Forgive my straightness, but I completely disagree with you. Type of text or topic is not the point here. The issue is, when the user input is mistyped, sometimes even a single missing letter or a wrong letter can cause a fallback problem, in other words, nlu prediction may fail because of a single letter. Mistyping is very normal in daily life, even a native speaker might make misspellings. And you can not fix this problem with adding new NLU data. Can you imagine that you are going to put all possible combinations for a sentence with 100 characters, and making this for all your sentences in your NLU. The idea of “adding new mistyped sentences into NLU” is unrealistic. There need a solution which will make the correction at the begging of the pipeline, just like google engine, when you type a sentence in google engine it automatically corrects you. We need something like that.
I get your point, @huseyinyilmaz01. I am not saying that you have to enter all possible missspellings. Some mistakes are quite common, and if you use the CountVectorsFeaturizer with an n-gram setting, then your pipeline can pay attention to parts of words, which might help.
The problem with spell-correction is that the auto-correction might be wrong. Perhaps you could get around this if you forwarded both the original, as well as the auto-corrected text to the featurizers… In any case, what I’ve heard is that using the count vectors is better than spell correction.
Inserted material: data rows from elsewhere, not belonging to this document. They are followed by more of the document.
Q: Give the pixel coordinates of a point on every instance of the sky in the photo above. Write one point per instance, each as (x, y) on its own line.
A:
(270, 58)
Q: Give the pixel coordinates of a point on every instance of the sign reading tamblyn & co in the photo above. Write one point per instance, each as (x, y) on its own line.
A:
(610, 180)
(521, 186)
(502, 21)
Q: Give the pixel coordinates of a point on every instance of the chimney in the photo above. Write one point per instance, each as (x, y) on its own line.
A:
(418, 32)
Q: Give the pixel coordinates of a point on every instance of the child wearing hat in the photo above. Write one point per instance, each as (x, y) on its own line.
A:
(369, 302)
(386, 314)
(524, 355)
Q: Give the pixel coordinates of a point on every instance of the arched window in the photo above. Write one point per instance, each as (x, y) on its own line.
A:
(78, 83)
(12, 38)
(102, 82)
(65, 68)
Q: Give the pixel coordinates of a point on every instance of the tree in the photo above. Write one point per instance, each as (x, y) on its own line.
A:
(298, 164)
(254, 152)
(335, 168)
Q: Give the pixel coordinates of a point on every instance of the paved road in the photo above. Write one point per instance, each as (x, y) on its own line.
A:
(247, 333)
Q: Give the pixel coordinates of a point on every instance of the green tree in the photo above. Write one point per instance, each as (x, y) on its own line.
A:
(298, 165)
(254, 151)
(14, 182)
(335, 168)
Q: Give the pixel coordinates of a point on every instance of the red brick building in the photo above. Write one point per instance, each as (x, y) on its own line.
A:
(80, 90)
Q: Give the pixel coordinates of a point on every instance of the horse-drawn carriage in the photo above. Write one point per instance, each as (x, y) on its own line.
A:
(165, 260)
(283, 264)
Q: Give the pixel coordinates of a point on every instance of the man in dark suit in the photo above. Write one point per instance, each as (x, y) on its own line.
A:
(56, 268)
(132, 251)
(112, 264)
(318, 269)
Might depend on the language though.
I’ll get back to you if I can find a spell checker that you can use with Rasa 2.
@huseyinyilmaz01 Looks like we don’t have any working spell-checker around. Feel free to implement one and contribute to the NLU Examples repo, though!
Hello @huseyinyilmaz01
I am sorry you feel that way. But we simply do not have a spell checker component that you could use. Rasa is open source and we encourage people to contribute to the code at any time. This is what I meant: If you want to implement a spell checker, we’d be very happy to see it as a contribution to our repo.